Any specific brands or types of ceiling mounts to look for or stay away from? Need to mount my Epson HC2000 approximately 16" from the ceiling, and would like to have good adjustment so I don't have to use the keystone (using it causes a lite frame around the picture area). 

Also want one that can be securely held in place so it doesn't have to be constantly adjusted. 

Hoping to spend around $30 or less, though can go more if there is adequate reason to do so.


----------



## Dougme57 (Sep 4, 2013)

Look at these:

https://www.parts-express.com/cat/projector-mounts/263 

http://www.monoprice.com/Search/Index?keyword=projector+mounts 

I use a Dayton, have had it up for 4 years, works great.


----------



## Dougme57 (Sep 4, 2013)

Also, what are you mounting to? Finished drywall ceiling?


----------



## Cecil (Mar 7, 2014)

Dougme57 said:


> Also, what are you mounting to? Finished drywall ceiling?

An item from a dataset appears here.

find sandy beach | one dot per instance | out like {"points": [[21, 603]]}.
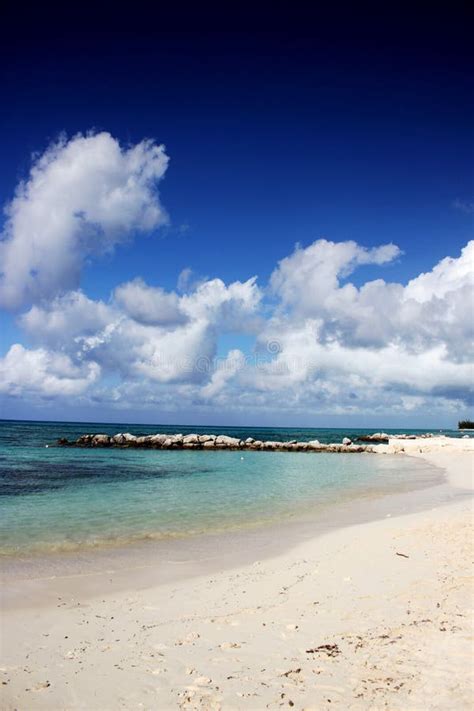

Yeah I guess so. Just a normal painted ceiling.


----------



## rab-byte (Feb 1, 2011)

It's a little more expensive but peerless mounts are great! You'll get 3 parts the brace the pole and the mount. Their ceiling braces come in a few types, some you can even manually adjust the pole position between two ceiling joists; lets you get the projector perfectly centered.


----------



## 86eldel68-deactivated (Nov 30, 2010)

+1. I have the Peerless PRGUNV holding up my ~24lb. JVC DLA-HD250. Not only is the mount rock solid, but adjustments are very easy to make, and removing / re-mounting the PJ is also easy to do.


----------



## Dougme57 (Sep 4, 2013)

Also if you are not lucky enough to hit a ceiling joist check these out. I have been using them for 4 years, 3 of these and no worries.

http://www.homedepot.com/p/WingIts-...H=REC-_-product-2-_-100171703-_-202552914-_-N


----------



## Cecil (Mar 7, 2014)

Dougme57 said:


> Also if you are not lucky enough to hit a ceiling joist check these out. I have been using them for 4 years, 3 of these and no worries.
> 
> http://www.homedepot.com/p/WingIts-...H=REC-_-product-2-_-100171703-_-202552914-_-N


No idea if a joist is where I need it to be mounted. I can screw a slab of MDF on the ceiling and mount the mount to that though if needed. 


This is so far the only one with the adjustments I need. Need the mount to come down 16" from the ceiling. 
http://www.amazon.com/Projector-Cei...0322&sr=1-13&keywords=projector+ceiling+mount


----------



## 86eldel68-deactivated (Nov 30, 2010)

FWIW:
- http://www.amazon.com/Peerless-PRG-EXB-W-12-6-Inch-20-6-Inch-Adjustable/dp/B001GEL9RW
- Other Peerless models with extensions (PDF), many (most?) of which are available at Amazon.com.


----------